Info on my board will be posted here.
http://xv11hacking.wikispaces.com/Interfacing+LIDAR+sensor+to+other+Devices

Ringo

tician
07-18-2011, 04:22 PM
I get the feeling you may have the byte order swapped. It would appear the older firmware of the ros tutorial transmits/receives the Least-Significant Byte first (the order of first to last byte received is from right to left on their tutorial). So, if you were sending it data...

LSByte First
'55555' is sent as 0x03 then 0xD9 which is then interpreted by the lidar as '55555'.
'53674' is sent as 0xAA then 0xD1 which is then interpreted by the lidar as '53674'.

MSByte First
'55555' is sent as 0xD9 then 0x03 which is then interpreted by the lidar as '985'.
'53674' is sent as 0xD1 then 0xAA which is then interpreted by the lidar as '43729'.

Might be useful, but probably not. Others will know far better than me.

Xevel
07-18-2011, 06:32 PM
Hi Ringo,

Short answer: 53656

Long answer: I got this value from some of the initial sparkfun scans (no_shield) that helped trigger the whole reverse-engineering spree.
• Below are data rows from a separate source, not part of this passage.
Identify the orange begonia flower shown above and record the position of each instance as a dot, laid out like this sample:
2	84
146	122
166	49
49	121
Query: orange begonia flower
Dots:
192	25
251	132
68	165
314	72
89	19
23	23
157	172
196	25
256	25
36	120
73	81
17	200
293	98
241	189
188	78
They have been recorded using a logic analyzer directly on the full robot, working normally, so I guess it's good.

You should be ok with such a value, but in practice the LDS can work both slower or faster than that, as long as it's at a stable speed.

Also, you are correct when you mention that the "speed" value varies inversely from the speed of the LDS: here is the "speed" values I had on a test where I let it run freely, then slowed it down by putting my finger on it (firmeware 2.1 too, obviously).
http://forums.trossenrobotics.com/gallery/files/4/7/9/2/lds_speed_when_slowed_down_-_fw2.1.jpg (http://forums.trossenrobotics.com/gallery/showimage.php?i=4046&original=1&c=3)
These values are very probably a measure of the time it takes for a full rotation, in a unit that made sense to them at the time. I'm pretty sure it is offset by a large value (maybe the D of the MSB is just an offset). In the test just above, I slowed the LDS by a factor of roughly 2.

Very nice board by the way :)

ringo42
07-18-2011, 09:20 PM
Cool, so I'm not nuts :-)
I'll set it to run at 53674 and maybe see if I can use the secondary debug port to tweak the value while it is running.